Public repository with code & data for the PARSEME shared task.


Welcome to the data repository of the PARSEME Shared Task on Verbal Multi-Word Expressions Identification.

This repository contains corpora in multiple languages. Corpora are human-annotated with occurrences of Verbal Multiword Expressions (VMWEs).

You can download this repository as a ZIP file.


Human annotations can be found for multiple language directories, such as FR for French, DE for German, PL for Polish, etc. Inside each language directory, you may find these files:

  • A description of the available data for that given language.
  • trial.parsemetsv: Trial file with an example of the final data (released mid-December/2016).1
  • train.parsemetsv: Training data (to be released early January/2017).
  • test.blind.parsemetsv: The blind test data (to be released by the end of January/2017).
  • test.parsemetsv: The gold test data (to be released after the shared task)
  • Number of sentences, tokens and annotated VMWEs in train/test.

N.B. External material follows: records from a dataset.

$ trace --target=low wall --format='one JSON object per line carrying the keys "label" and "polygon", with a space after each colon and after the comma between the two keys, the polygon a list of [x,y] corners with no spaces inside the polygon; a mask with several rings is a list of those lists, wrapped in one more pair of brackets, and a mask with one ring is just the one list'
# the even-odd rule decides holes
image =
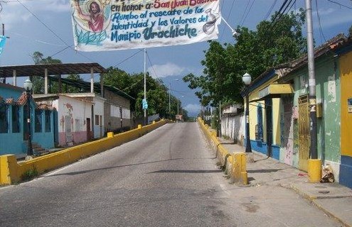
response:
{"label": "low wall", "polygon": [[198,122],[210,145],[215,150],[216,157],[221,163],[223,169],[227,170],[233,182],[247,184],[245,154],[243,153],[230,154],[218,140],[216,131],[210,131],[209,126],[204,124],[204,121],[201,118],[198,118]]}
{"label": "low wall", "polygon": [[35,170],[38,174],[75,162],[85,157],[113,148],[132,141],[169,123],[162,120],[146,126],[139,127],[122,133],[113,135],[93,142],[86,143],[54,153],[18,162],[14,155],[0,156],[0,184],[11,184],[21,182],[26,172]]}

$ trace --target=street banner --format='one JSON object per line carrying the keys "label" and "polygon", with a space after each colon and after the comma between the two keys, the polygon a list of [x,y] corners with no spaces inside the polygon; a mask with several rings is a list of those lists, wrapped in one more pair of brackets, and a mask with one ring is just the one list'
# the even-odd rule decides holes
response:
{"label": "street banner", "polygon": [[0,35],[0,55],[4,51],[4,48],[5,47],[6,43],[6,37],[4,35]]}
{"label": "street banner", "polygon": [[71,0],[75,48],[106,51],[218,38],[220,0]]}

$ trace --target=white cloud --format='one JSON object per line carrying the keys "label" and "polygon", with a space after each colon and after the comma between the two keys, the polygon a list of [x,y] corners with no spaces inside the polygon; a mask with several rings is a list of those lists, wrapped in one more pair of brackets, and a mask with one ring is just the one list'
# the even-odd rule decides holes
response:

The PARSEME-TSV files contain human annotation of VMWEs. Depending on the language, these files may also be paired with a CoNLL-U file for extra information (check the language-specific files).

Note: For some languages, the UPOSTAG and DEPREL fields of their CoNLL-U file may contain data that is not in the universal UD format. We thought it would be useful to provide this information nevertheless.


The bin directory contains useful scripts.

  • bin/ script for evaluating machine predictions against human annotations.
  • bin/ script for checking if the prediction file is in the proper format.

  1. Trial data was removed from the current release in order to avoid confusion.